Giauque acquiesça d’un hochement de tête. Il lui paraissait toujours dangereux de supposer que les autorités étaient assez honnêtes pour avoir le droit de statuer sur une vie humaine. « Dans la pratique du droit, dit-il, on en vient à se méfier de tous les absolus, particulièrement quand il s’agit du pouvoir de l’État. Les leviers de commande sont entre les mains de gens à l’aise qui n’ont guère été exposés aux tentations. »
Néanmoins, la question essentielle pour Mikal consistait à savoir si les deux camps n’exploitaient pas Gary autant l’un que l’autre. Giauque ne s’était pas prononcé et, pour lui rendre justice, il fallait convenir qu’il n’y avait probablement même pas pensé ; pourtant ses remarques aboutissaient à une conclusion logique : les adversaires de la peine capitale s’efforceraient d’empêcher l’exécution même si cela devait pousser Gary au suicide. Ainsi l’État serait au moins privé du cadavre. Cela troublait Mikal. Il se sentit obligé de rester un peu plus longtemps à Salt Lake pour essayer de revoir Gary.
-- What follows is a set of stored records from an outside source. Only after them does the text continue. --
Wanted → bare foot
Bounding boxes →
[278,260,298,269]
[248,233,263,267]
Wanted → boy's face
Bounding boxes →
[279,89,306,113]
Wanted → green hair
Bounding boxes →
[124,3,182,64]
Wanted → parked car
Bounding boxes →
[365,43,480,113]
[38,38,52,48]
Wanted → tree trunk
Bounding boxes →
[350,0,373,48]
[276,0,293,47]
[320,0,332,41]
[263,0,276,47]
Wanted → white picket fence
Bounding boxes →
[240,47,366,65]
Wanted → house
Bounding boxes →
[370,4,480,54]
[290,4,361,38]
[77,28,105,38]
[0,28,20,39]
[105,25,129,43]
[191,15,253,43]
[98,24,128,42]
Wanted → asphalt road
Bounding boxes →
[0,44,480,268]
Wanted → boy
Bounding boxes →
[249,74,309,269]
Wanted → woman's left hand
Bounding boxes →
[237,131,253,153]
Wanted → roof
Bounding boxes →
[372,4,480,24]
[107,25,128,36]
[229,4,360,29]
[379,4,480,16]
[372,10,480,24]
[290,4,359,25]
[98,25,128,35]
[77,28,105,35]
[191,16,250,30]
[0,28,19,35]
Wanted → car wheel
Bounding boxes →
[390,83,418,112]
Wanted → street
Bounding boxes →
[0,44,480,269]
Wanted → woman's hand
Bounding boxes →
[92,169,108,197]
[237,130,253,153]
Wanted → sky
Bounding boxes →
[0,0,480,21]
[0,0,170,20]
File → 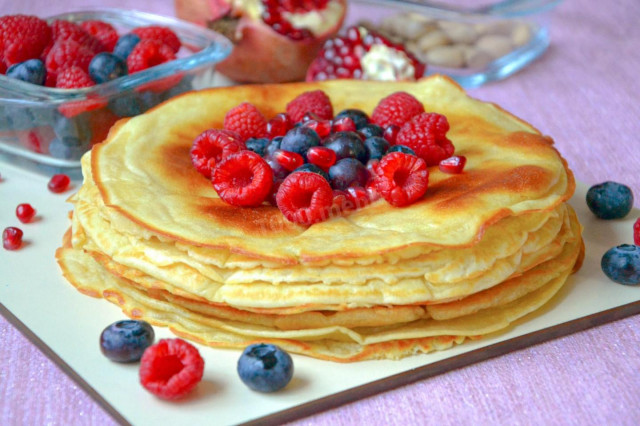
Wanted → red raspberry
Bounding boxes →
[211,151,273,207]
[80,21,118,52]
[396,112,454,166]
[139,339,204,399]
[45,40,94,84]
[56,65,95,89]
[0,15,51,66]
[287,90,333,123]
[224,102,267,141]
[371,92,424,128]
[190,129,247,179]
[127,40,176,74]
[373,152,429,207]
[276,172,333,225]
[51,20,105,54]
[131,25,182,53]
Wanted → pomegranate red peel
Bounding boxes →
[176,0,346,83]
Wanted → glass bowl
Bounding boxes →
[346,0,562,88]
[0,9,232,177]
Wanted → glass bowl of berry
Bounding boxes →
[306,0,562,88]
[0,9,232,177]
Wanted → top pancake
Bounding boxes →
[91,76,575,264]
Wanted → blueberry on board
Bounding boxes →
[244,138,271,157]
[100,320,155,362]
[364,136,390,160]
[89,52,127,84]
[237,343,293,392]
[329,158,369,190]
[587,181,633,219]
[334,108,369,130]
[600,244,640,285]
[387,145,416,155]
[291,163,331,182]
[324,132,368,164]
[263,136,282,158]
[280,126,320,161]
[113,33,140,59]
[358,123,384,140]
[6,59,47,86]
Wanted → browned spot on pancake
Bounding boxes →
[197,198,304,237]
[420,166,552,210]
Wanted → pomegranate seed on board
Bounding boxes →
[16,203,36,223]
[2,226,23,250]
[47,174,71,194]
[438,155,467,174]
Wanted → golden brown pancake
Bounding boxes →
[57,76,583,361]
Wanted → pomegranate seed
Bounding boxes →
[267,112,292,139]
[347,186,371,209]
[307,146,336,169]
[47,174,71,194]
[304,120,331,138]
[333,115,356,132]
[2,226,23,250]
[16,203,36,223]
[273,149,304,172]
[382,124,400,145]
[438,155,467,174]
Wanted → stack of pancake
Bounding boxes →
[57,76,583,362]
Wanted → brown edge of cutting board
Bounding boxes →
[0,301,640,425]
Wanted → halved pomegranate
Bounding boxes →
[306,26,426,81]
[175,0,347,83]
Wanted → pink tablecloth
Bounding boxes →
[0,0,640,425]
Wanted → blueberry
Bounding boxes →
[387,145,416,155]
[113,33,140,59]
[6,59,47,86]
[329,158,369,190]
[324,132,367,163]
[49,138,89,160]
[89,52,127,84]
[245,138,271,157]
[587,181,633,219]
[335,109,369,130]
[264,157,289,181]
[600,244,640,285]
[264,136,282,158]
[364,136,390,160]
[358,123,384,139]
[100,320,155,362]
[280,127,320,160]
[291,163,330,182]
[237,343,293,392]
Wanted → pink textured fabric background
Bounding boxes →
[0,0,640,425]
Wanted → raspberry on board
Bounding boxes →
[223,102,267,141]
[395,112,455,166]
[190,129,246,179]
[131,25,182,53]
[211,151,273,207]
[371,92,424,128]
[374,152,429,207]
[139,339,204,400]
[286,90,333,123]
[276,172,333,225]
[127,40,176,74]
[80,20,118,52]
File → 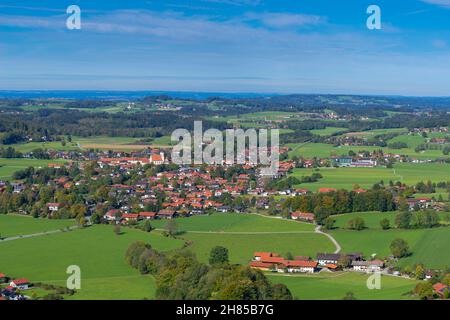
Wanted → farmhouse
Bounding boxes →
[352,260,384,272]
[122,213,139,221]
[158,209,176,219]
[433,283,450,298]
[317,253,341,266]
[139,212,156,220]
[103,209,121,221]
[9,278,30,290]
[250,252,318,273]
[47,203,61,212]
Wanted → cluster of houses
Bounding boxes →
[250,252,385,273]
[0,273,31,300]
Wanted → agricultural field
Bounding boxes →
[152,214,336,264]
[152,213,314,232]
[309,127,348,137]
[286,143,449,160]
[329,227,450,268]
[333,211,450,232]
[269,273,418,300]
[0,225,183,300]
[292,163,450,191]
[0,214,75,238]
[181,232,336,264]
[0,158,65,180]
[0,141,79,153]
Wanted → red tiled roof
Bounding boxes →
[122,213,139,219]
[139,212,156,217]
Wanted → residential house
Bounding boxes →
[139,212,156,220]
[9,278,31,290]
[291,211,315,222]
[158,209,176,219]
[433,283,450,298]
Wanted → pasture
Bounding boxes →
[310,127,348,137]
[0,158,64,180]
[0,225,183,300]
[330,227,450,268]
[181,232,336,264]
[151,213,314,232]
[292,163,450,191]
[152,214,335,264]
[286,143,449,160]
[333,211,450,231]
[269,272,418,300]
[0,214,75,238]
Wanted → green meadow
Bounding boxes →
[181,232,336,264]
[269,272,418,300]
[310,127,348,136]
[330,227,450,268]
[0,225,183,300]
[0,158,64,180]
[286,143,449,160]
[151,213,314,232]
[333,211,450,230]
[152,214,330,264]
[292,163,450,191]
[0,214,75,238]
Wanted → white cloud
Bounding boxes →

Plus tard il téléphona à Vern afin de savoir si Moody et Stanger étaient disponibles. Il apprit ainsi qu’on ne pouvait les rencontrer que la nuit.
D’autre part Schiller, qui revenait justement de Los Angeles, accorderait volontiers un entretien à Mikal. Il était même très désireux de le rencontrer.
Larry n’arriva à l’hôtel qu’à minuit. Dans le vestibule du Hilton, un jeune homme d’une taille supérieure à la moyenne l’aborda et se présenta. Schiller en fut étonné. Ce jeune frère de Gary portait les cheveux longs, semblait assez délicat et avait l’aspect d’un intellectuel. Vêtu d’un pantalon de toile et d’un sweater, il serrait sous son bras un petit porte-documents en matière plastique. Il se déclarait prêt à parler en plein milieu du vestibule. Lorsqu’ils se furent assis, Mikal déclara d’emblée : « J’ai beaucoup de questions à poser. » Schiller s’embarqua dans un discours d’une dizaine de minutes et le jeune homme prit des notes. Cette attitude gêna Larry qui dit en feignant de plaisanter : « Si vous notez tout ça, vous aurez bientôt de quoi publier un livre. » Quelques semaines plus tard, Schiller découvrit que Mikal, en effet, écrivait un article pour le Rolling Stone.
En dépit d’un certain air de famille, Schiller eut peine à croire que Mikal était le frère de Gary. Ce jeune homme parlait d’une voix douce, manifestait un grand calme, avait les doigts fuselés, un comportement agréable, surtout compte tenu de la situation. Il se tenait sagement à sa place, sans s’adosser ni croiser les jambes mais ne cessait de tirer des papiers de son porte-documents pour consulter des notes et les remettait immédiatement à leur place. Il fit à Schiller l’effet d’un étudiant. S’il n’avait pas eu une chevelure aussi longue, on l’aurait facilement pris pour quelque maigre érudit mormon ou pour un élève collet monté de l’université Brigham Young.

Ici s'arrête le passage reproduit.